In this paper, we consider the semilinear Cauchy problem for the heat equation with power nonlinearity in the Heisenberg group \(\mathbf {H}_n\). The heat operator is given in this case by \(\partial _t-\varDelta _{{{\,\mathrm{H}\,}}}\), where \(\varDelta _{{{\,\mathrm{H}\,}}}\) is the so-called sub-Laplacian on \(\mathbf {H}_n\). We prove that the Fujita exponent \(1+2/Q\) is critical, where \(Q=2n+2\) is the homogeneous dimension of \(\mathbf {H}_n\). Furthermore, we prove sharp lifespan estimates for local in time solutions in the subcritical case and in the critical case. In order to get the upper bound estimate for the lifespan (especially, in the critical case), we employ a revisited test function method developed recently by Ikeda–Sobajima. On the other hand, to find the lower bound estimate for the lifespan, we prove a local in time result in weighted \(L^\infty \) space.

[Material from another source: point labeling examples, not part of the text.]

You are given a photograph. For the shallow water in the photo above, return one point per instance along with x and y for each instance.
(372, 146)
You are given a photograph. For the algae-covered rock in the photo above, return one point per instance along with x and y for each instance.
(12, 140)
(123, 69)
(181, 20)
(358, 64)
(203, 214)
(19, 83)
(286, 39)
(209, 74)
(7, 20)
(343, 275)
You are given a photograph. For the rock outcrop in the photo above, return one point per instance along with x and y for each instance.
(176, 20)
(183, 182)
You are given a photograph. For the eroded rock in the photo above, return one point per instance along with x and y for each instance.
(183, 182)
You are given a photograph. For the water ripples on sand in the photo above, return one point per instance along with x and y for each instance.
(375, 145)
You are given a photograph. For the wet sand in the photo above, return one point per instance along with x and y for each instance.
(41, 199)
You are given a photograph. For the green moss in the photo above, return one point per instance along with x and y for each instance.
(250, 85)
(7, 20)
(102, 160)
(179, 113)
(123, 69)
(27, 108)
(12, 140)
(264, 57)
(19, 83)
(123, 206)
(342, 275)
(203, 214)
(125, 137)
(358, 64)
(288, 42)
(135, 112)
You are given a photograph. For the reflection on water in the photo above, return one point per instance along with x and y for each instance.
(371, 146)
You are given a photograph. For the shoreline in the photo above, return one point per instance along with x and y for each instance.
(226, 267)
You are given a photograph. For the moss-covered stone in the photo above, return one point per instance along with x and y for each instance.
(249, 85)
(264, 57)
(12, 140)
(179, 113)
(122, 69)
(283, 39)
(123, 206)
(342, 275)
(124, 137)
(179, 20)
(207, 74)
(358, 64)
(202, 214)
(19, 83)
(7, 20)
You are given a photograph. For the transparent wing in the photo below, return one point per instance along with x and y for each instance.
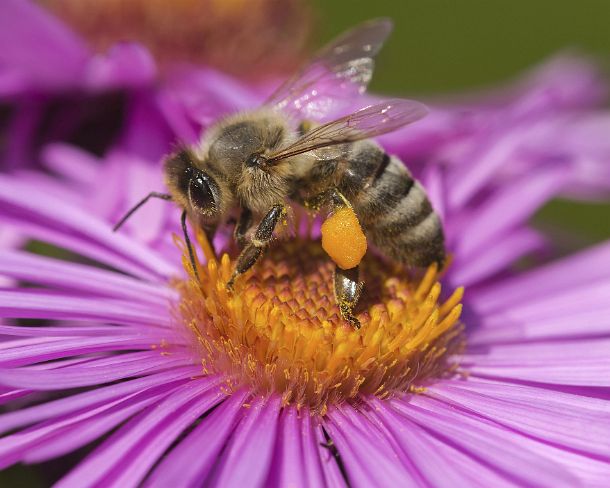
(337, 73)
(368, 122)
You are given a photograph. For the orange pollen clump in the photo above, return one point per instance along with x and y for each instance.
(280, 331)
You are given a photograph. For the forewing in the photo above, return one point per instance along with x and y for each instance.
(336, 75)
(371, 121)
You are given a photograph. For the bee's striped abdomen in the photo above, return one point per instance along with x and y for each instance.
(394, 209)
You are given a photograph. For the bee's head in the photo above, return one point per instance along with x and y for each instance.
(191, 186)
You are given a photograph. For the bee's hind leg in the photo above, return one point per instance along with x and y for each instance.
(254, 249)
(348, 289)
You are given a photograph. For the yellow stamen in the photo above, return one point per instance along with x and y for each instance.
(281, 332)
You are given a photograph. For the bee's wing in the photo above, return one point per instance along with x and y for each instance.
(337, 73)
(371, 121)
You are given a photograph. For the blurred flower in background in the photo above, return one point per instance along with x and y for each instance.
(123, 83)
(251, 39)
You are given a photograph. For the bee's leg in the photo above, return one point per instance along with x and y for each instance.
(189, 246)
(243, 225)
(262, 237)
(347, 293)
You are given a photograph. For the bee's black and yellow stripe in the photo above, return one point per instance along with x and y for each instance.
(392, 206)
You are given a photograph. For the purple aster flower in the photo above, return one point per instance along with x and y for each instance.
(174, 382)
(55, 87)
(170, 380)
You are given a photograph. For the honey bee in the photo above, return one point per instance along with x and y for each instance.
(263, 160)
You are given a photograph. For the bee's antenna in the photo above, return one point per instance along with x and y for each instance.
(188, 244)
(152, 194)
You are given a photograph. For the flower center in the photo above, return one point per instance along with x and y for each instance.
(280, 331)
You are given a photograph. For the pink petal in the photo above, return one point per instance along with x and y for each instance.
(125, 458)
(90, 399)
(191, 461)
(248, 457)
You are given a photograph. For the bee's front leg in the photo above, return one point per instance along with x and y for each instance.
(260, 241)
(348, 289)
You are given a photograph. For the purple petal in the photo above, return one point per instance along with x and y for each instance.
(65, 347)
(427, 452)
(38, 45)
(78, 434)
(567, 273)
(32, 304)
(56, 214)
(578, 363)
(90, 399)
(530, 411)
(125, 458)
(191, 461)
(248, 458)
(368, 460)
(49, 435)
(508, 207)
(71, 162)
(579, 313)
(297, 458)
(509, 454)
(126, 64)
(498, 257)
(61, 274)
(526, 460)
(100, 371)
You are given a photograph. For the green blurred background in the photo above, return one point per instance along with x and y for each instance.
(445, 46)
(448, 46)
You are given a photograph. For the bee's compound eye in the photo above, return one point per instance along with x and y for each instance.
(201, 195)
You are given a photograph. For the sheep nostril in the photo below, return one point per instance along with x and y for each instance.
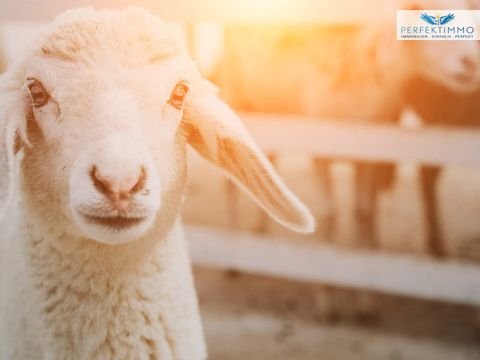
(141, 181)
(469, 64)
(118, 191)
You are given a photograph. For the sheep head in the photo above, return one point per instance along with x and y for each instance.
(105, 105)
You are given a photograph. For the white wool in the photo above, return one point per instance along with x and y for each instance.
(74, 283)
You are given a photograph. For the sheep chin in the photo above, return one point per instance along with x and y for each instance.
(114, 230)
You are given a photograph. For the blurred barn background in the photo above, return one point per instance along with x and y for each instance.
(377, 136)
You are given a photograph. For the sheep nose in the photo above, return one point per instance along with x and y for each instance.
(469, 64)
(119, 191)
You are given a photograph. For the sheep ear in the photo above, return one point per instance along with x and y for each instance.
(218, 135)
(12, 114)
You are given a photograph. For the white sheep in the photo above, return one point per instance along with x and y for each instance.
(94, 264)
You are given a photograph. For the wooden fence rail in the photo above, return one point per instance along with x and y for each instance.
(450, 280)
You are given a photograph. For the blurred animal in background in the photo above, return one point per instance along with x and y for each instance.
(346, 73)
(438, 105)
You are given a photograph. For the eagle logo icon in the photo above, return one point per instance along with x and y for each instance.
(437, 20)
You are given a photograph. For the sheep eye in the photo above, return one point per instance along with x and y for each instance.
(38, 93)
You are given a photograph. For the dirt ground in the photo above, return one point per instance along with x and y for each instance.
(259, 318)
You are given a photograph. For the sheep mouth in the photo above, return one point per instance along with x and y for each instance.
(114, 222)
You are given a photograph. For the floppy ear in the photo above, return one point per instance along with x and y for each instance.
(12, 116)
(217, 134)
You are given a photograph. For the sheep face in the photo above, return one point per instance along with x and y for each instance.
(108, 103)
(112, 142)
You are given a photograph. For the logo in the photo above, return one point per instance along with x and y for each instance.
(437, 20)
(438, 24)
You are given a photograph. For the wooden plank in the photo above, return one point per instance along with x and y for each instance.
(436, 146)
(344, 11)
(449, 280)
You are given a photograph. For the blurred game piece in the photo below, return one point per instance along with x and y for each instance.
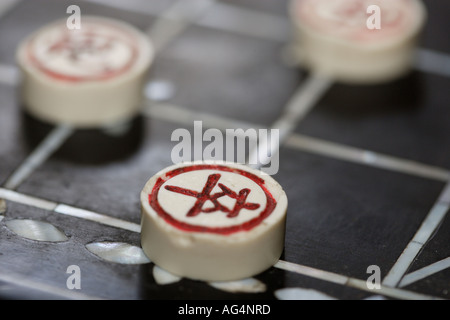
(213, 221)
(88, 77)
(357, 41)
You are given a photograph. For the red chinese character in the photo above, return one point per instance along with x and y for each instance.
(205, 195)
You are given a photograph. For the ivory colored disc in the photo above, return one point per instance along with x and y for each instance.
(213, 221)
(87, 77)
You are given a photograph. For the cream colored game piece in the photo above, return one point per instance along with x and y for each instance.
(88, 77)
(213, 221)
(341, 38)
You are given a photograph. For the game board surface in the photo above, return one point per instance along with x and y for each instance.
(365, 168)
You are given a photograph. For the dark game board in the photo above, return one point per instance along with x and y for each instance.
(365, 168)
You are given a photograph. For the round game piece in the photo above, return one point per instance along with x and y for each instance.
(352, 41)
(213, 221)
(87, 77)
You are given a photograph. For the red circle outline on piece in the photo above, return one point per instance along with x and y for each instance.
(246, 226)
(70, 78)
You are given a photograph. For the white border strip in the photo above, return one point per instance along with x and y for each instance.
(425, 272)
(39, 155)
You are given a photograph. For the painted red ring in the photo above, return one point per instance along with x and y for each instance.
(246, 226)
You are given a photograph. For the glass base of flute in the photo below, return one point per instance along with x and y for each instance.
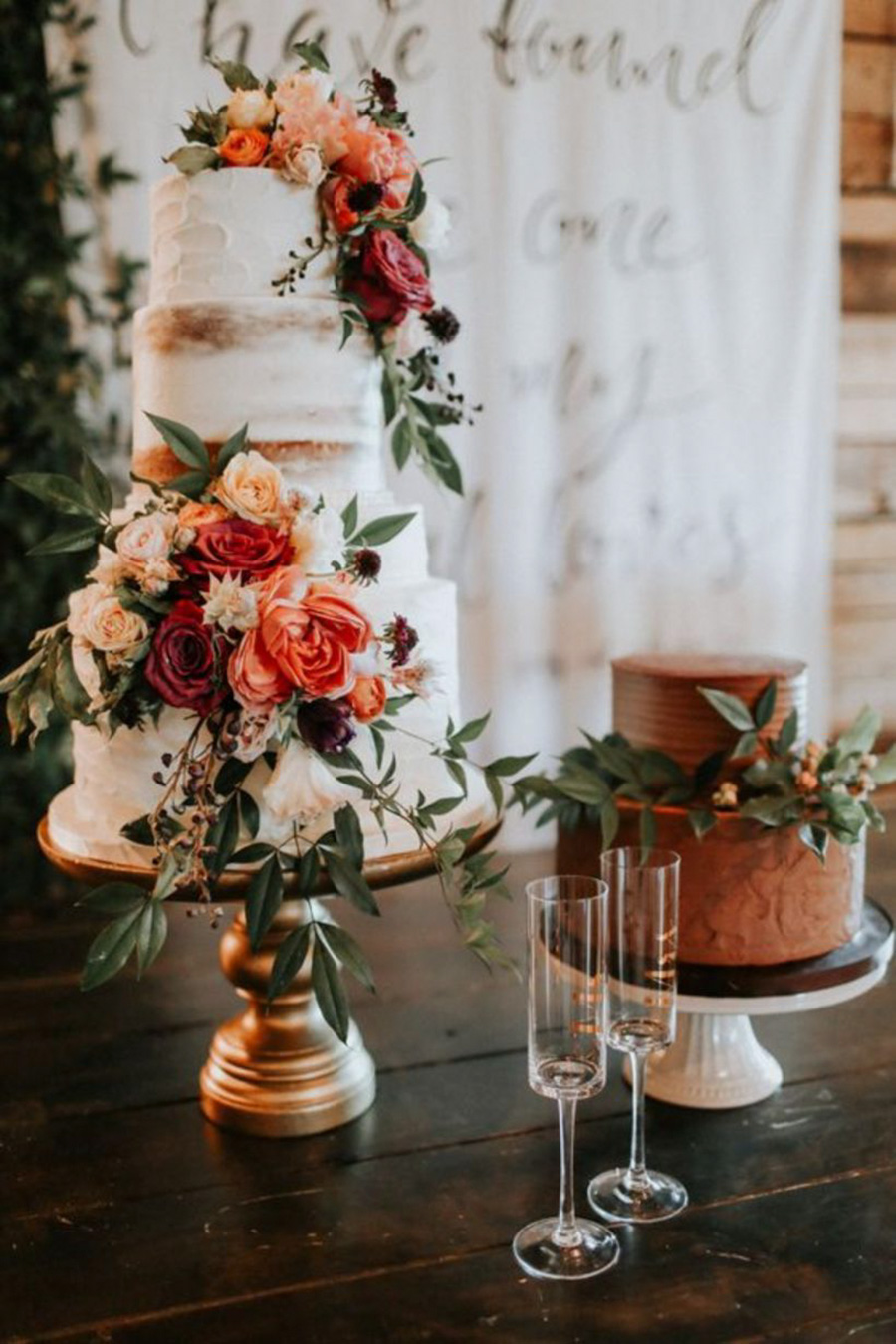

在本文中，我们考虑了Heisenberg群\（\ mathbf {H} _n \）中具有功率非线性的热方程的半线性柯西问题。在这种情况下，热运算符由\（\ partial _t- \ varDelta _ {{{\，\ mathrm {H} \，}}} \\）给出，其中\（\ varDelta _ {{{\\\ mathrm { H} \，}}}} \）是\（\ mathbf {H} _n \）上的所谓次拉普拉斯式。我们证明藤塔指数\（1 + 2 / Q \）是关键的，其中\（Q = 2n + 2 \）是\（\ mathbf {H} _n \）的齐次维。此外，我们证明了在亚临界情况下和在临界情况下对本地及时解决方案的使用寿命的精确估计。为了获得寿命的上限估计值（特别是在紧急情况下），我们采用了由池田-Sobajima最近开发的重新测试函数方法。另一方面，为了找到寿命的下界估计值，我们证明了加权\（L ^ \ infty \）空间中的局部时间结果。